EDIT: Como terminou aquele concurso de design do site que teve aqui?

----------


## ruyneto

Acho que com o wiki podiamos começar a por os scripts no wiki e ver o que da pq por ser colaborativo tem como sair mais coisa.

falows

----------

nao e por nada nao, mas nao gostei muito desse menu vermelho hehe,
apenas minha opniao.

valeu

----------


## MarcusMaciel

Bom o problema de Muita informacao agora acho que esta resolvido....
LIMPEI mais da metade do site...




> opa galera,
> 
> Sem querer desmerecer ninguém, e muito menos arranjar briga ... mas eu não to achando o visual do underlinux tão legal assim como o pessoal vem falando.
> 
> O problema é que tem muita informação logo de cara, e isso acaba ficando meio estranho. Acho que a página principal deveria ser focada em algo ... por exemplo as notícias ... e nas laterais deveriam ser colocados as outras coisas. Desse jeito está meio "poluído".
> 
> Quanto ao conteúdo o underlinux está mais do que de parabéns ... é daqueles sites que faço questão de visitar várias vezes por dia. 
> Pediram pra adcionar um seção de scripts, e eu acho que seria bem legal também.
> 
> ...

----------


## MarcusMaciel

Eh eu sou meio ruim pra escolher cores... mais to tentando.. hehehe  :Smile: 




> nao e por nada nao, mas nao gostei muito desse menu vermelho hehe,
> apenas minha opniao.
> 
> valeu

----------


## nozey

Humm ... tá bem legal agora

Outra sugestão ... porque vocês não aumentam a dimensão das janelas?
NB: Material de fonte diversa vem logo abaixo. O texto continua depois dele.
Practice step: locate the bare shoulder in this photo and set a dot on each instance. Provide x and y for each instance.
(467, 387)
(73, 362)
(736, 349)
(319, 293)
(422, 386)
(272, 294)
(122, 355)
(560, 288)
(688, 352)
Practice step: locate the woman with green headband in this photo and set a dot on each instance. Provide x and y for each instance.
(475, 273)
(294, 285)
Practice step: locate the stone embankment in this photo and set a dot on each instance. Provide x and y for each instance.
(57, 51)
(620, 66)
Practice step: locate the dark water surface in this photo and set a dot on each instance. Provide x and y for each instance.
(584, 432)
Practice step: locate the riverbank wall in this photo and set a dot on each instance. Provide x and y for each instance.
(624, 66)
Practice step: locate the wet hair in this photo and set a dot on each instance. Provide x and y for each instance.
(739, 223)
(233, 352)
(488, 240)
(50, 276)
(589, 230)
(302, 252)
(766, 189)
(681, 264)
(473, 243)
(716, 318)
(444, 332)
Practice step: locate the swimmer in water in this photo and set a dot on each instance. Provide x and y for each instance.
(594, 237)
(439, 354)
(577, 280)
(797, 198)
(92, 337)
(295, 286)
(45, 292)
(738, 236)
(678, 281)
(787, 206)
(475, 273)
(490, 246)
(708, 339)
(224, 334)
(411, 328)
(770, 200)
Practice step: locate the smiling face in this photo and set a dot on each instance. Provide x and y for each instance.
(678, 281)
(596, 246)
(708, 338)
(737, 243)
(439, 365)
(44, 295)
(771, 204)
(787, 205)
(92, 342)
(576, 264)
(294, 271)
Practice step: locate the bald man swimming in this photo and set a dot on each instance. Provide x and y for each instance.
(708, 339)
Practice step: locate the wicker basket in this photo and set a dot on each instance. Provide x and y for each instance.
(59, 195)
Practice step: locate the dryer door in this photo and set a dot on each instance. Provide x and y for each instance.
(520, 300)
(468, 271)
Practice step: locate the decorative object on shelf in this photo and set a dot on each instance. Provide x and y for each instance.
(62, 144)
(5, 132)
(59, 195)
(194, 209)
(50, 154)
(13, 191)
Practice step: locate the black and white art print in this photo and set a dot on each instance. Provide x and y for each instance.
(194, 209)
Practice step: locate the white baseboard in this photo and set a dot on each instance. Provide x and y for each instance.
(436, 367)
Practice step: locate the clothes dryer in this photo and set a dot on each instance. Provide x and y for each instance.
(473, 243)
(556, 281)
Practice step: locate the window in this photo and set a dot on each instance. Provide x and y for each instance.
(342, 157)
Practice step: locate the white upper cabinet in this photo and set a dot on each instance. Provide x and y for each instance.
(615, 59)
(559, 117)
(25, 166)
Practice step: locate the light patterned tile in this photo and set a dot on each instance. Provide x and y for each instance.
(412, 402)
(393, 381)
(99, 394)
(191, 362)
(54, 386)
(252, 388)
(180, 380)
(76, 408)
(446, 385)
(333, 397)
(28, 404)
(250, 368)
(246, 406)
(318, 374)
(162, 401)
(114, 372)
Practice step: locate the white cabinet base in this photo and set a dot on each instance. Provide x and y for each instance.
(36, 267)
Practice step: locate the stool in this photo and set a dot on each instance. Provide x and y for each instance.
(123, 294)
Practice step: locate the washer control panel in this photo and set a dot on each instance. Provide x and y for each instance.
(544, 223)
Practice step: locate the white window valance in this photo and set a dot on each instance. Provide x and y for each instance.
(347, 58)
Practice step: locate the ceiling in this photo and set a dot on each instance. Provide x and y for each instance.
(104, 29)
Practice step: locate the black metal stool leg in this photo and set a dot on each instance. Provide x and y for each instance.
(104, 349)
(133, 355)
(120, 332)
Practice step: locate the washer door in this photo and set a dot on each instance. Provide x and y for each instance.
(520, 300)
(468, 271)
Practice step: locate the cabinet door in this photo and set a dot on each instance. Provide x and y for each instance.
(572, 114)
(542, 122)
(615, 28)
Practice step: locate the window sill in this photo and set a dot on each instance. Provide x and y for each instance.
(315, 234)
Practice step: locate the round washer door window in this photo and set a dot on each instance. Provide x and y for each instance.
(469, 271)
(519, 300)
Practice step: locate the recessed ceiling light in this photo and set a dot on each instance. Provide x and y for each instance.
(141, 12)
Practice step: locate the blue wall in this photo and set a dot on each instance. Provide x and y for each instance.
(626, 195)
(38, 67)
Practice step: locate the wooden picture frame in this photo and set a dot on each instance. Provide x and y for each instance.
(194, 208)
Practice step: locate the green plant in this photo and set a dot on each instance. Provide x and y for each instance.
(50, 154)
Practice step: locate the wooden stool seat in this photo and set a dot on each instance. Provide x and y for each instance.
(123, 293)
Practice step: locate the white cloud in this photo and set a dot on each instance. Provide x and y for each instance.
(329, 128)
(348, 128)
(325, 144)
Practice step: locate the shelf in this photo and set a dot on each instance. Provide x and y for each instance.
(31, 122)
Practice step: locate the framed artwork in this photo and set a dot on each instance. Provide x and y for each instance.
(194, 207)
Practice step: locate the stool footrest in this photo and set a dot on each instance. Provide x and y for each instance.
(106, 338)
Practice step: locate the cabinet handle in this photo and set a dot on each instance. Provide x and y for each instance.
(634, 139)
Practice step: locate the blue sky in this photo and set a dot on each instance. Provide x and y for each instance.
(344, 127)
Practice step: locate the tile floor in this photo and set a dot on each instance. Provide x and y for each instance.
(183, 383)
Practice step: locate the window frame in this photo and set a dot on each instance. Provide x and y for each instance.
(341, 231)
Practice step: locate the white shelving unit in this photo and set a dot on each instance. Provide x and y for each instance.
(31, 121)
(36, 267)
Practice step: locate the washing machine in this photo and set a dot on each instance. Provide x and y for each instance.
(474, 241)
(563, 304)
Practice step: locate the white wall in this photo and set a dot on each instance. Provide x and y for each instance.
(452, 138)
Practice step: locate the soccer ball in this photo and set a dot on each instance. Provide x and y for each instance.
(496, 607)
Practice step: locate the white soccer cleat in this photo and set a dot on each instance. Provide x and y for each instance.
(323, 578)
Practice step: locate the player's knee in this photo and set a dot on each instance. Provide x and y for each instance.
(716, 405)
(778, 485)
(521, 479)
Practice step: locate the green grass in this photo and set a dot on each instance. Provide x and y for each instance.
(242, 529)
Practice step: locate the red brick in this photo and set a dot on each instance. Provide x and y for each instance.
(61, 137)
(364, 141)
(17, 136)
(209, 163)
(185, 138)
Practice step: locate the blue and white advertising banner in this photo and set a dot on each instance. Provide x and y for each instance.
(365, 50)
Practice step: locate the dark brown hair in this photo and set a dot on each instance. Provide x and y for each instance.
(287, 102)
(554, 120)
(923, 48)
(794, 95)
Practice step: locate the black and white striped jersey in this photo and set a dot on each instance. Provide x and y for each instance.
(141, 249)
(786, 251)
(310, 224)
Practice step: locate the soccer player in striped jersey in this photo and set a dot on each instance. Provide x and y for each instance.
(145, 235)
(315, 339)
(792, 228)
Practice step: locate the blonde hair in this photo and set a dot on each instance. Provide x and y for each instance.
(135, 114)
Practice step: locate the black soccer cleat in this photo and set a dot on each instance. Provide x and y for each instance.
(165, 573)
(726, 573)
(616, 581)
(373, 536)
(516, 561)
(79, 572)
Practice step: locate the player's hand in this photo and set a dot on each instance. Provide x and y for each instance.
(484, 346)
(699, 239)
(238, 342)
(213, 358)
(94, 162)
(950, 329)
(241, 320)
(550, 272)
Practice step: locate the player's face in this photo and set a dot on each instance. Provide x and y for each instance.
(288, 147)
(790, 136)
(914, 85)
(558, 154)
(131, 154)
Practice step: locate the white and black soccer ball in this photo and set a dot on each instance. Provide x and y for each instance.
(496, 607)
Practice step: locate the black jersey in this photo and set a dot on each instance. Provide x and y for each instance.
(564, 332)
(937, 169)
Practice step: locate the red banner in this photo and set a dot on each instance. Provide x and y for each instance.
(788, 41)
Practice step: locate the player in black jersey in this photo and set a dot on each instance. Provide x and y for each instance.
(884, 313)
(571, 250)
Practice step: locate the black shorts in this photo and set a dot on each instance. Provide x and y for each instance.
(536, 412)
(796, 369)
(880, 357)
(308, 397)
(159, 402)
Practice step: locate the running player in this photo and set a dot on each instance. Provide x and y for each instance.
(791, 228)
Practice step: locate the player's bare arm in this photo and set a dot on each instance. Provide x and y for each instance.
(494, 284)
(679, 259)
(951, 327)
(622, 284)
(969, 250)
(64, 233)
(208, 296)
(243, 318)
Sei que nem todos usam as mesmas resoluções, mas acho que usando percentagem daria pra aumentar as janelas, sem atralhar a visualização pras pessoas quem usam resoluções pequenas ...

EDIT: As cores tão legais ... aqueles botões de comentários e leia mais também ficaram bem legais

----------


## MarcusMaciel

Eu ia deixar em porcentagem porem um amigo meu me falou uma coisa e eu tenho que concordar se o TERRA UOL IDGNOW e muitos outros usam a resolucao fixa é pq deve ter algum motivo.

Ai eu parei e pensei realmente o site so vai ficar igual para todos se tiver resolucao fixa... ou seja é uma garantia que eu tenho que dar....




> Humm ... tá bem legal agora
> 
> Outra sugestão ... porque vocês não aumentam a dimensão das janelas?
> 
> Sei que nem todos usam as mesmas resoluções, mas acho que usando percentagem daria pra aumentar as janelas, sem atralhar a visualização pras pessoas quem usam resoluções pequenas ...
> 
> EDIT: As cores tão legais ... aqueles botões de comentários e leia mais também ficaram bem legais

----------


## WhiteTiger

Não gostei do menu em vermelho e ele está estranho no firefox.

----------


## nozey

Scorpion ... relamente ... não tinha visto por esse lado.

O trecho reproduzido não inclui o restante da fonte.